10 April 2015

When and how the Europeans turned white

A new genetic study has found,
that the most important evolutionary change is whiteness
– it appeared among Europeans 8000 years ago

Marina Astvatsaturyan, Echo of Moscow

In a comparative study of the genomes of ancient populations and modern humans, presented at the recent, 84th conference of the American Association of Physical Anthropologists (American Association of Physical Anthropologist), several genes related to changes in diet and skin pigmentation and subjected to strict natural selection were identified.

According to Science NOW (How Europeans evolved white skin – VM), first of all, population geneticists from Harvard University David Reich and Ian Mathieson confirmed previous data that European hunter-gatherers 8000 years ago were unable to digest milk sugar, lactose. The first cattle farmers did not digest milk either. There was no gene responsible for the assimilation of lactose – it is called LCT – neither in farmers who came from the Middle East 7800 years ago, nor in cattle breeders of the Yamnaya culture who came from the Eastern European steppes 4800 years ago. Lactose tolerance began to spread across Europe only 4,300 years ago, not earlier. As for the genes that determine skin color, their evolutionary history is more complicated.

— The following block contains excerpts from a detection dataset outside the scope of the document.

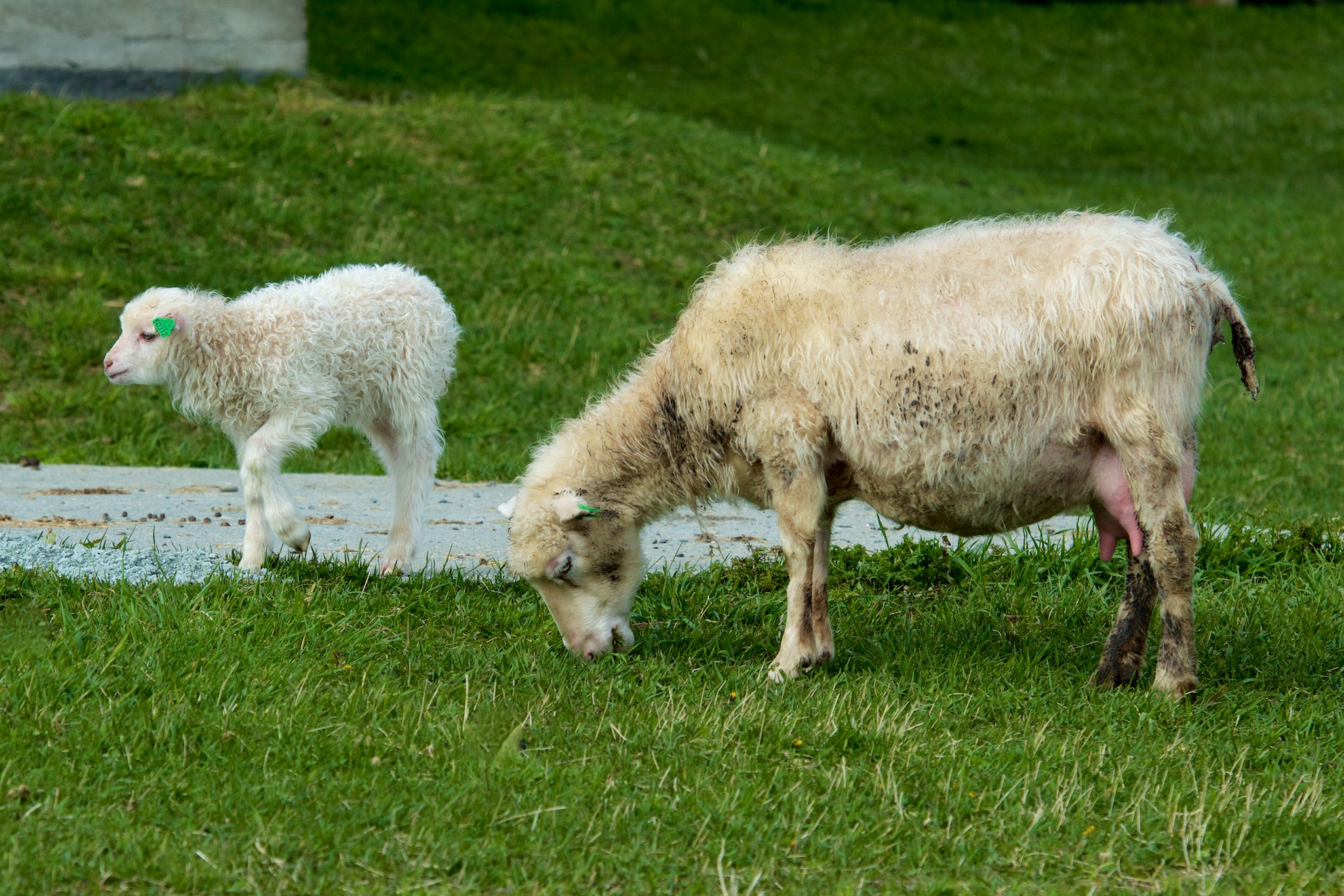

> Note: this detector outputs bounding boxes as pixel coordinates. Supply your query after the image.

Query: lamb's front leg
[238,416,312,570]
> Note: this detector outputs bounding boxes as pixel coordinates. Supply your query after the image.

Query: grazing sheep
[502,212,1258,696]
[104,265,461,572]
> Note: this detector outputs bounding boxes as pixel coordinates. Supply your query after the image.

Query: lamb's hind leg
[368,425,442,574]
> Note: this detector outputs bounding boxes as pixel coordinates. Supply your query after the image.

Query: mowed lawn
[0,531,1344,893]
[0,0,1344,893]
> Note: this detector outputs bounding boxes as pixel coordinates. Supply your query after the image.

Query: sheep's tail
[1214,281,1259,399]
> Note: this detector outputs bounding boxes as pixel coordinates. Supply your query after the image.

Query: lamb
[500,212,1258,697]
[104,265,461,574]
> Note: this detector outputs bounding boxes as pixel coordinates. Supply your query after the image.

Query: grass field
[0,0,1344,895]
[0,532,1344,893]
[0,0,1344,516]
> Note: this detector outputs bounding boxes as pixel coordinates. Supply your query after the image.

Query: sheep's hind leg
[238,416,315,568]
[770,473,835,681]
[1117,427,1199,699]
[1093,551,1157,688]
[368,426,441,574]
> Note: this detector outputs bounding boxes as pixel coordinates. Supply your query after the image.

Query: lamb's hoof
[1153,669,1199,701]
[281,525,313,553]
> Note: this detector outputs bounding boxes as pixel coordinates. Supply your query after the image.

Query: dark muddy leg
[1093,551,1157,688]
[1153,508,1199,699]
[1103,426,1199,699]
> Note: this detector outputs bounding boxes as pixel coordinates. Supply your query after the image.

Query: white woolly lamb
[104,265,461,572]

According to new data, about 8,500 years ago, hunter-gatherers in Spain, Luxembourg and Hungary, like their ancestors who came out of Africa 40 thousand years ago, had a dark skin color. They did not have two mutations in the SLC gene (SLC24A and SLC45A2), which are responsible for depigmentation – the white skin of modern Europeans. But further north, for example, in Sweden, both "light-skinned" gene variants were found in the genomes of seven hunter-gatherers who lived 7700 years ago. The carriers of both of these genes turned out to be Middle Eastern farmers who came to Europe at about the same time. It was one of their "light-skinned" variants that appeared in the Central and Eastern European populations as soon as they began to interbreed with the indigenous hunter-gatherer population.

The second "Middle Eastern" variant began to spread with high frequency only 5800 years ago. In the article (Mathieson et al., Eight thousand years of natural selection in Europe; you can also download the full text in pdf – VM there), which the authors of the study posted on the bioRxiv biology preprints website, nothing is said about the reasons for strict natural selection by skin color genes, but there is an assumption that in the northern at latitudes, the owners of fair skin with the lactose tolerance gene had a clear advantage. Light skin accumulates the solar ultraviolet, which is scarce in northern latitudes, but necessary for the formation of vitamin D, is more effective than dark, and milk is a source of vitamin D, and therefore its assimilation in Europe was vital.